Flugel (Catalog of Extinct Birds)
Grand Piano, Piano Cluster Boards, Nomenclatural Score, Binoculars, Erasure Video, Stereo Music Stand, Telegraph Keys.
The Catalog of Extinct Birds, a sound performance work written for one or more pianos, algorithmically translates the names of nearly two hundred extinct avian species into brief musical phrases. In their bird-like brevity, these phrases serve as stand-ins for sounds we can no longer hear. Besides generating musical patterns to be played with two hands, the Catalog also provides a template for the construction of hundreds of twenty-six inch Piano Cluster Boards (PCB’s). For each species there is a corresponding pair of boards, one for the scientific genus classification, and one for the species name. Like oversize wooden hands, the PCB’s are calibrated to “unlock the sound” of the Latin names on the piano keyboard.
See detailed information about the Catalog of Extinct Birds here.

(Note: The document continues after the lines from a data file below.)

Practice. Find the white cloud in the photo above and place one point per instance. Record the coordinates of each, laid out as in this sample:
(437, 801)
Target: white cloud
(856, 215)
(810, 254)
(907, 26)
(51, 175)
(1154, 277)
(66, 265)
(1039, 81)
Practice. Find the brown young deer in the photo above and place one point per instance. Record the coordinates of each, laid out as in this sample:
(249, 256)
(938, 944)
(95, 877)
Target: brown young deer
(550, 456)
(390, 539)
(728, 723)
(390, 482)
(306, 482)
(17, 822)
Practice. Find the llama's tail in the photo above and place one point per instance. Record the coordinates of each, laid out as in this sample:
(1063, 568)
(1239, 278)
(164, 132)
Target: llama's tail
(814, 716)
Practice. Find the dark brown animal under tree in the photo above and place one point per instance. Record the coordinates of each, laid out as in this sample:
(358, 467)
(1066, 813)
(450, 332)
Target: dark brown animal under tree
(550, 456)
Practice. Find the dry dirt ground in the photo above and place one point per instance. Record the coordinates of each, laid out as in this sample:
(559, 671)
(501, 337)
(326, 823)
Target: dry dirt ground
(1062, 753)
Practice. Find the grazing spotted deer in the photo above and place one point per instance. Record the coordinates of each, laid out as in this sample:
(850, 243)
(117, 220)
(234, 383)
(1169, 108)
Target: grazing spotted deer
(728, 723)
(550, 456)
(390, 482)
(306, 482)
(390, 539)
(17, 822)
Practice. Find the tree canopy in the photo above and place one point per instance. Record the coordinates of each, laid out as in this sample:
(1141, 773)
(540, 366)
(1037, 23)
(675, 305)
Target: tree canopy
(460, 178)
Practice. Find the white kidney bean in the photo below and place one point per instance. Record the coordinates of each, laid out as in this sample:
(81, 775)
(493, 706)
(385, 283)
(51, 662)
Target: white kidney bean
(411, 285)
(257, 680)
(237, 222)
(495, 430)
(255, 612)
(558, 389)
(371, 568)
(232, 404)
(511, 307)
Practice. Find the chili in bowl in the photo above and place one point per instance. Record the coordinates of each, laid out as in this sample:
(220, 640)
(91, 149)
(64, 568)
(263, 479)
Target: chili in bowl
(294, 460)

The Catalog of Extinct Birds was conceived in homage to the great modernist French composer, Olivier Messiaen. In trespassing on the title of his canonical composition, Catalogue d’Oiseaux, I wish to acknowledge my debt to this work in particular, but also to signal a departure from it. Where Catalogue d’Oiseaux developmentally and mimetically evokes the presence of extant European birdsong, Catalog of Extinct Birds marks absence through sonic abstraction. Like rubbings taken off memorial stones, the musical phrases and decaying clusters of sound contained in Catalog of Extinct Birds represent an act of remembrance focused on all that’s readily available — the names.
The number of extinctions among birds — as well as other families of life — will surely continue. Therefore, the Catalog of Extinct Birds, like all such catalogs, will need to expand continuously.